かつてボクは「ヒューマン・マグネット」と呼ばれていた。人が集まってきたのは、ボクが違っていたからだ。
ユニークで、賢くて、教科書的な答えを言わなかったから。人々はそこに惹かれ、記憶に残し、やがて信頼と親しみが生まれた。海外ではその感覚は特に強く、ボクが見せた少しのユーモアや心遣いが、時間を超えて覚えられていた。磁石が鉄を引きつけるように、人の心は反応してくれた。
けれど、ここではそうはいかない。
人には感情がなく、ボクに関心も示さない。
まるで心がプラスチックでできているみたいだ。プラスチックは磁石に反応しない。どれだけ磁力を持っていても、そこに吸い寄せられるものがなければ意味をなさないのだ。
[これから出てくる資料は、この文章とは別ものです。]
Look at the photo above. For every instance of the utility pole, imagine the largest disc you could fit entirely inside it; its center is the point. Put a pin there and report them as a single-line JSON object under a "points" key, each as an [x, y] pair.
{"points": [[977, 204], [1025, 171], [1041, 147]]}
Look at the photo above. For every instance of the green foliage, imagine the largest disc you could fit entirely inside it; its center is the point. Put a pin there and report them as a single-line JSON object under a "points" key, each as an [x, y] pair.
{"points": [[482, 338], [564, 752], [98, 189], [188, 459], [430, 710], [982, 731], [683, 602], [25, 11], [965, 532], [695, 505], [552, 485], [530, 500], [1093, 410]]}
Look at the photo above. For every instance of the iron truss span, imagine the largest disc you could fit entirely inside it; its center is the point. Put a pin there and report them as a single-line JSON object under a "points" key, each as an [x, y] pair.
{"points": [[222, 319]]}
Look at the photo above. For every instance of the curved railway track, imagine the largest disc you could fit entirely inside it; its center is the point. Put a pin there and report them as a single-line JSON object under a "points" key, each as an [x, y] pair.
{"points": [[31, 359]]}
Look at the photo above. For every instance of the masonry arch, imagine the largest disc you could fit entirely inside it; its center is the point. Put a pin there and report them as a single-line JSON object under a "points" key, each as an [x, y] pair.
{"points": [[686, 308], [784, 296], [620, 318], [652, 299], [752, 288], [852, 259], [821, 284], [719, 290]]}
ボクはいつも「違う存在」でありたい。人と同じではなく、独自であることに価値を見出している。
でも、この街の人たちは「平均でいること」に安心を感じているようだ。違うことは危険で、同じでいることこそ安全。だから、強烈な個性やユニークさは、むしろ受け入れられにくい。
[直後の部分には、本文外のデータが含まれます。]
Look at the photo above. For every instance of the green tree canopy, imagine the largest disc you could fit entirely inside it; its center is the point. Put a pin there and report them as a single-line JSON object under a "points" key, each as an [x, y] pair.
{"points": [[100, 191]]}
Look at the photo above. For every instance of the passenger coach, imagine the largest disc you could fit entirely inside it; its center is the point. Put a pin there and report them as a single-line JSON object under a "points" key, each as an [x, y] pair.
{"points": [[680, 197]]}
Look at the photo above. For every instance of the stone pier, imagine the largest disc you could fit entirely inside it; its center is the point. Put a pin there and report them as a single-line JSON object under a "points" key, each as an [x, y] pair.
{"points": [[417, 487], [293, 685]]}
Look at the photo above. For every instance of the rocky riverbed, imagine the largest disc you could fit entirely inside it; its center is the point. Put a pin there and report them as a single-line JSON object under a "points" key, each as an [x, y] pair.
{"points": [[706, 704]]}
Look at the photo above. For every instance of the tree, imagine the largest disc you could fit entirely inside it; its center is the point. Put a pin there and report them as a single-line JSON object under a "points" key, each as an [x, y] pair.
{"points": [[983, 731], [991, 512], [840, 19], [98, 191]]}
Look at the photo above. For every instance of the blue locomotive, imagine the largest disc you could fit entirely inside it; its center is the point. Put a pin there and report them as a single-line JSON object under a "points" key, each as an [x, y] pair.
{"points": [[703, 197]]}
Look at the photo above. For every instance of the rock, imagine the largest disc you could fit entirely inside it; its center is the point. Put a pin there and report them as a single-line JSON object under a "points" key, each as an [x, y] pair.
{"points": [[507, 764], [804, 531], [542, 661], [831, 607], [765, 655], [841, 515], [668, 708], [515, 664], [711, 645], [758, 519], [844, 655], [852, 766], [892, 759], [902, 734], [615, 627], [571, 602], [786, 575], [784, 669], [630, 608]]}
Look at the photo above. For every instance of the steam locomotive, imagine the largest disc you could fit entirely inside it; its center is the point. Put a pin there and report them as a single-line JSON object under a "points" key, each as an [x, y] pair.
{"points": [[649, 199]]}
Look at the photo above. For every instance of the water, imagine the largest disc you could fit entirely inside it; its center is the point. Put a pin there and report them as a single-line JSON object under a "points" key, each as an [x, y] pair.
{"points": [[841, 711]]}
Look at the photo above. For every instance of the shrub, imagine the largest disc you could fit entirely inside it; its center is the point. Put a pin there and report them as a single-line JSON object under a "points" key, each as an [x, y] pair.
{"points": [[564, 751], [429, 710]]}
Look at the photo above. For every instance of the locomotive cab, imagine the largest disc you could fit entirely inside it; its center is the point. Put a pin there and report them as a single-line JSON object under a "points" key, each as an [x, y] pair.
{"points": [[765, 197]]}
プラスチックの心は一瞬驚いてもすぐに元に戻る。今日のおごりも、明日には忘れられる。感情の起伏は平坦で、どれだけ大きなものを差し出しても、毎日のアメ一個のほうが評価される。そこには「価値を測る力」自体が育っていない。
だからこそ、もしここで磁力を取り戻すとすれば、人々の心をプラスチックから鉄へと鍛え直さなければならない。
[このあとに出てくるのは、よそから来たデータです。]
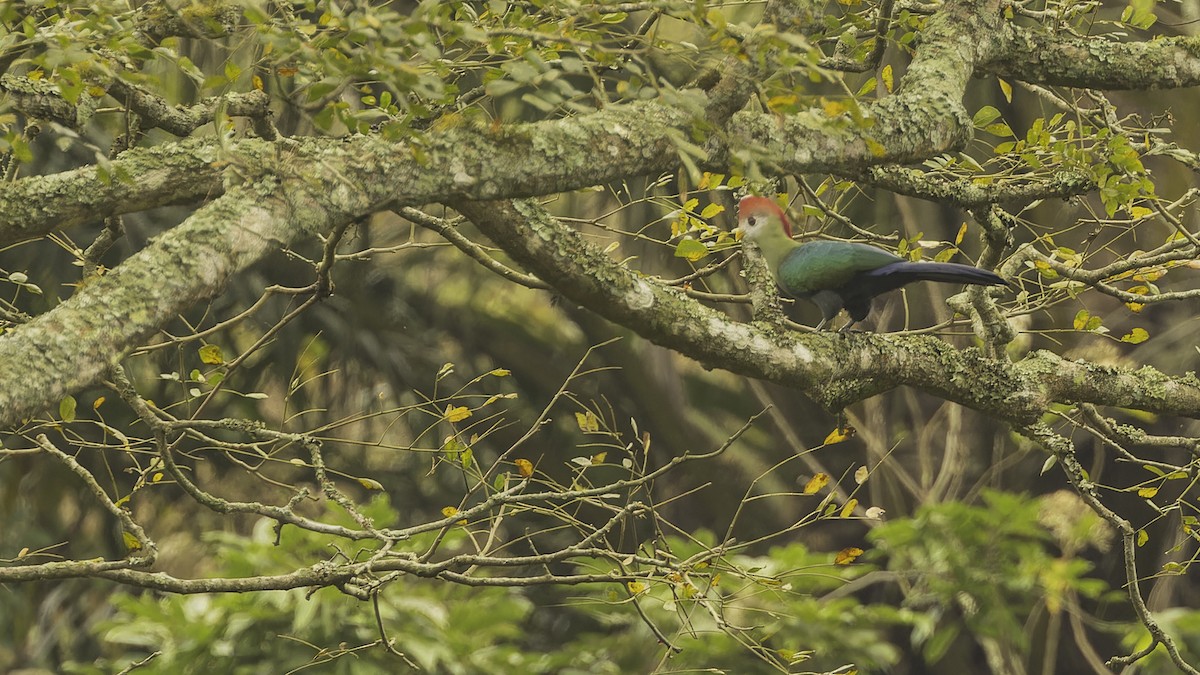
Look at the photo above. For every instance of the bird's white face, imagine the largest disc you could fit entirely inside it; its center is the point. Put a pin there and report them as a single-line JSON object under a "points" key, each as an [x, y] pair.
{"points": [[755, 222], [759, 217]]}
笑わせ、怒らせ、驚かせ、感情を揺さぶること。小さな価値と大きな価値の違いを教えること。そして、強烈な体験を「心の凹み」として残すこと。鉄ならばその凹みは残り、記憶となる。
結局、選択肢は二つだ。磁石のまま、すでに鉄の心を持つ人々を探して飛び込むか。あるいは鍛冶屋のように、時間をかけてここでプラスチックを鉄に変えていくか。どちらも簡単ではない。でも一つだけ確かなのは、ボクが失ったのは磁力じゃないということだ。変わったのは、目の前にいる相手の材質だ。